El proyecto portuario Copiaport-E sumó un nuevo avance en su tramitación, luego de que el Primer Tribunal Ambiental confirmara la resolución que declaró inadmisible la reclamación administrativa presentada por la Municipalidad de Caldera contra la aprobación ambiental de la iniciativa.
En un fallo dividido, el tribunal confirmó la legalidad de la decisión adoptada por la Dirección Ejecutiva del Servicio de Evaluación Ambiental, en su calidad de Secretaría del Comité de Ministros, que había declarado inadmisible la acción del municipio respecto de la Resolución de Calificación Ambiental N° 202503001139, dictada por la Comisión de Evaluación Ambiental de la región de Atacama.
El proyecto, cuyo titular es Copiaport-E Operaciones Marítimas SpA, contempla una inversión estimada de US$ 450 millones y una vida útil de 53 años. Su emplazamiento está previsto en el sector Punta Cachos, en Bahía Salado, con obras distribuidas entre las comunas de Caldera y Copiapó.
La discusión que cruzó el caso
El punto central de la controversia estuvo en si la Municipalidad de Caldera tenía legitimación activa para reclamar administrativamente por la falta de consideración de observaciones durante la evaluación ambiental del proyecto.
De acuerdo con la sentencia, la evaluación ambiental de Copiaport-E contempló tres procesos de participación ciudadana, pero el municipio no presentó observaciones en ninguno de ellos. El fallo precisó que la municipalidad sí emitió pronunciamientos, pero en su calidad de órgano de la Administración del Estado con competencia ambiental, respondiendo solicitudes formuladas por el SEA.
Para el tribunal, esos pronunciamientos no podían ser considerados observaciones ciudadanas.
“El Tribunal estimó que los pronunciamientos emitidos como órgano con competencia ambiental no reemplazan las observaciones ciudadanas exigidas por la ley para activar la reclamación del artículo 29”, sostuvo el ministro presidente del tribunal, Alamiro Alfaro.

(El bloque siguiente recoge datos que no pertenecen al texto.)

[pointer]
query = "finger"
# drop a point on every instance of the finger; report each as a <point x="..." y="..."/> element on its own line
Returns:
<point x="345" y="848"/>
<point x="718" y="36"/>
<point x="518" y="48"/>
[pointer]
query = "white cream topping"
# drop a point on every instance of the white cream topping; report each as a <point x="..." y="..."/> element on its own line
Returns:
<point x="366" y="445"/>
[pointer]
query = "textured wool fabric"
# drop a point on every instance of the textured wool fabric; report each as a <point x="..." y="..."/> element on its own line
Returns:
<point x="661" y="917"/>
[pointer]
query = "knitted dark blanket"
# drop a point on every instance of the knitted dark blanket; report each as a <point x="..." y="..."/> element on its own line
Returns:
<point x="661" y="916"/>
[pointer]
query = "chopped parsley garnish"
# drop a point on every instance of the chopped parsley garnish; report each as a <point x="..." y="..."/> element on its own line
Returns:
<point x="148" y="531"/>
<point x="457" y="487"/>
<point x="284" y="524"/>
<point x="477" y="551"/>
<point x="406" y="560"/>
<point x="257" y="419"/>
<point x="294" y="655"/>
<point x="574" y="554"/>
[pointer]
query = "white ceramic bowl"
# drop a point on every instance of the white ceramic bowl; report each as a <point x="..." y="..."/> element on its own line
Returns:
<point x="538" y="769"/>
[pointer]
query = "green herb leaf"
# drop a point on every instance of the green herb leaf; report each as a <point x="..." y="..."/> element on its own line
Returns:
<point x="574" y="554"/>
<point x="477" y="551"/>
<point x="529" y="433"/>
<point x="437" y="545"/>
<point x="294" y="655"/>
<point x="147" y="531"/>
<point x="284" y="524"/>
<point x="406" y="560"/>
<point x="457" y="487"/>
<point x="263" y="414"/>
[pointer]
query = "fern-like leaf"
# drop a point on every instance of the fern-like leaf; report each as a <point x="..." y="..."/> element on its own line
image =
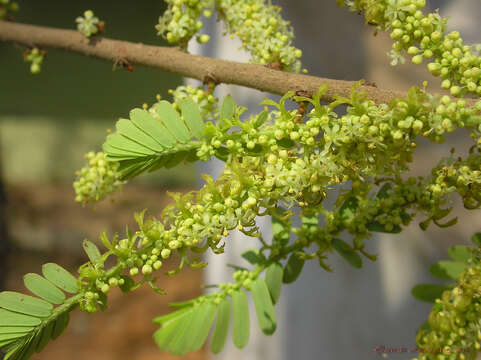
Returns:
<point x="187" y="329"/>
<point x="28" y="323"/>
<point x="154" y="139"/>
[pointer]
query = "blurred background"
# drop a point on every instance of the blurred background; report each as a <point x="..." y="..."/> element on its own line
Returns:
<point x="48" y="121"/>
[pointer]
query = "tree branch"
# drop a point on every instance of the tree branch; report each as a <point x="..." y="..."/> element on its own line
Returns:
<point x="176" y="61"/>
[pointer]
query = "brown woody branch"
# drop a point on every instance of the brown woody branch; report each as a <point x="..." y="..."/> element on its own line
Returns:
<point x="176" y="61"/>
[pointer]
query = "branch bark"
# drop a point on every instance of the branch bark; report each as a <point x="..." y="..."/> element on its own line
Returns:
<point x="176" y="61"/>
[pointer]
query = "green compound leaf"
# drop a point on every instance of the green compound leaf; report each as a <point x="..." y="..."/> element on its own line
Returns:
<point x="170" y="324"/>
<point x="447" y="270"/>
<point x="264" y="308"/>
<point x="172" y="121"/>
<point x="293" y="269"/>
<point x="28" y="323"/>
<point x="159" y="138"/>
<point x="179" y="339"/>
<point x="152" y="127"/>
<point x="92" y="251"/>
<point x="45" y="336"/>
<point x="241" y="322"/>
<point x="9" y="318"/>
<point x="60" y="325"/>
<point x="347" y="252"/>
<point x="43" y="288"/>
<point x="428" y="292"/>
<point x="25" y="304"/>
<point x="123" y="143"/>
<point x="60" y="277"/>
<point x="459" y="253"/>
<point x="130" y="131"/>
<point x="201" y="326"/>
<point x="15" y="329"/>
<point x="274" y="275"/>
<point x="192" y="117"/>
<point x="221" y="327"/>
<point x="5" y="337"/>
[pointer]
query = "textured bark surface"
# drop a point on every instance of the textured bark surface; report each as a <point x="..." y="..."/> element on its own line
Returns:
<point x="176" y="61"/>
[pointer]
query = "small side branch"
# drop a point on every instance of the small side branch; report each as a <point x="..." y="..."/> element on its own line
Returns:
<point x="176" y="61"/>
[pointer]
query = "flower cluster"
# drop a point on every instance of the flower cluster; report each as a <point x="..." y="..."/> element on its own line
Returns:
<point x="424" y="37"/>
<point x="204" y="99"/>
<point x="454" y="323"/>
<point x="7" y="6"/>
<point x="35" y="58"/>
<point x="88" y="24"/>
<point x="97" y="180"/>
<point x="180" y="22"/>
<point x="262" y="31"/>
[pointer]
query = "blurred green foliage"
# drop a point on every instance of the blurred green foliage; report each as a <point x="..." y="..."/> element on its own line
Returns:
<point x="48" y="121"/>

El magistrado agregó que “esta distinción es relevante porque resguarda la coherencia del sistema recursivo del SEIA y entrega certeza sobre los presupuestos que habilitan la revisión administrativa y judicial de una RCA”.
Con ese razonamiento, la sentencia concluyó que la inadmisibilidad declarada por el Comité de Ministros se ajustó al régimen legal aplicable, al no cumplirse el requisito habilitante para presentar una reclamación administrativa fundada en el artículo 29 de la Ley N° 19.300.
Fallo dividido
La decisión no fue unánime. El ministro titular en ciencias Marcelo Hernández Rojas votó en contra y estuvo por acoger la reclamación del municipio.
Según su postura, las municipalidades pueden formular observaciones ciudadanas mediante sus pronunciamientos durante la evaluación ambiental, en atención a sus facultades constitucionales y legales, por lo que no correspondía exigir que esas observaciones fueran presentadas de manera separada en el proceso de participación ciudadana.
La reclamación fue ingresada por la Municipalidad de Caldera luego de que el Comité de Ministros declarara inadmisible su recurso administrativo contra la RCA favorable del proyecto. Con el fallo del Primer Tribunal Ambiental, esa decisión quedó ratificada.
La sentencia resolvió “rechazar en todas sus partes la reclamación deducida por la Ilustre Municipalidad de Caldera, en contra de la Resolución Exenta N° 20269910135, de 14 de enero de 2026, de la Dirección Ejecutiva del SEA -en su calidad de Secretaría del Comité de Ministros”.
La escala del proyecto
Copiaport-E considera el desarrollo de infraestructura portuaria para la recepción, almacenamiento, recuperación y embarque de graneles limpios, además de la descarga de fertilizantes y la transferencia de contenedores y carga general.
La iniciativa incluye un terminal especializado para el embarque de graneles limpios, con capacidad máxima de transferencia de 10 millones de toneladas anuales. También contempla un terminal multipropósito para movilizar hasta 300 mil TEU al año, además de 150 mil toneladas anuales de carga general y otras 150 mil toneladas anuales de fertilizantes.
El proyecto cuenta con RCA favorable y su tramitación ambiental ha considerado procesos de participación ciudadana en la región de Atacama.